Introduction Deprescribing is the process of withdrawal of medication with the goal of improving patient care. Research currently is within the context of polypharmacy and geriatrics, however despite its ubiquity within palliative care it has not been studied significantly. Anecdotally, deprescribing is performed adhoc and using ‘common sense’ but there appears no clear data on rational and benefit.
Aim To gather data on current deprescribing practice within palliative care, with the aim to inform our own specialty and others.
Methodology Prospectively palliative in-patient hospice and community patients had medications which were deprescribed recorded and the rational.

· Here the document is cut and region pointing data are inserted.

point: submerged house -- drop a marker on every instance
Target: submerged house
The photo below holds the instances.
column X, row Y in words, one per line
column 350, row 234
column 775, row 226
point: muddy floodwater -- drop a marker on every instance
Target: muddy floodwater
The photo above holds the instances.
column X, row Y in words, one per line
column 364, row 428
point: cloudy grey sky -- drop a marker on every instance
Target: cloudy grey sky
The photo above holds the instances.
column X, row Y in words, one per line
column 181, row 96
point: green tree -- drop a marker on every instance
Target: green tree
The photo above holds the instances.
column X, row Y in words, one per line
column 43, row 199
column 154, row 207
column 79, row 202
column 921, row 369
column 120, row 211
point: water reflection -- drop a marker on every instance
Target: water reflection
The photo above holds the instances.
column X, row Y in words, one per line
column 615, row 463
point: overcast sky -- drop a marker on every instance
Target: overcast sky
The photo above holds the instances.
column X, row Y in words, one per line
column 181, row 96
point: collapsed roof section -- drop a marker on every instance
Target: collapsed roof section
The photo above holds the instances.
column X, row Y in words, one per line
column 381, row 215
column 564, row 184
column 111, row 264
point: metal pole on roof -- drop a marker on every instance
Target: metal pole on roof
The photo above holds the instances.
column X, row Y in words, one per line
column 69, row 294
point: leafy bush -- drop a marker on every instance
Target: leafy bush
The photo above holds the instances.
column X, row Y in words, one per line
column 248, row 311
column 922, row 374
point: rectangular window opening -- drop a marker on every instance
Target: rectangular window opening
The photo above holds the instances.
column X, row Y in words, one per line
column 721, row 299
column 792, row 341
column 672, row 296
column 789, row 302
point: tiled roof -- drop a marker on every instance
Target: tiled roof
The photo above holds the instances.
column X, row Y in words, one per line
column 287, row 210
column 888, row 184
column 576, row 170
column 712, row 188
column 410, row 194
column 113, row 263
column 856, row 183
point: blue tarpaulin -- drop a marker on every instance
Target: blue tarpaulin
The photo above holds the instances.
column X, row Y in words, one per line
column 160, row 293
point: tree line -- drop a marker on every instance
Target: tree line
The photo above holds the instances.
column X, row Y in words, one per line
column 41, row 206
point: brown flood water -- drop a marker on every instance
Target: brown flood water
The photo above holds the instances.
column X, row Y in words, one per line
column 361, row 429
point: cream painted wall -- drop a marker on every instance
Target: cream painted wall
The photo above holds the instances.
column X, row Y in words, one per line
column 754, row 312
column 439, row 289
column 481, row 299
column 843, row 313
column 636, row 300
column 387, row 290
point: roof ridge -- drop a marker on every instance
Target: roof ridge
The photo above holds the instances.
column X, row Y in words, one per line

This gained a timeline of medication stops respective to date of discharge and/or death.
Results Data collected from 13/3/18 to 30/06/18 with 647 medication stops of 197 differing medications. 56%(361) medication stops were due to approaching end-of-life. 15%(93) due to swallowing difficulties, 17%(109) due to ‘rationalising’ medications.
The median number of days of palliative care deprescribing any medication before death is 4, with 1st quartile (25%) being 1 day and quartile 3 (75%) being 9 days before death. Groups identified and measured, included statins (median 5 days), beta-blockers (median 2 days), ACEi (median 5 days), anti-platelets (median 9 days), and Warfarin/NOACS (median 5 days).
Conclusion/discussion By describing deprescribing we outline the short timespan between medication stopping and death for arguably minimal patient benefit at this point of life. The rational for stopping correlates with this postulation, outlining we are stopping the vast majority of medications due to the dying phase rather than preemptively. Arguably, gathering data alone might inform practice but does not in itself bring about change. We suggest therefore that this study should therefore be seen as a positive step into identifying the need for change in current practice, leading to future studies to outline how change is achieved and measured.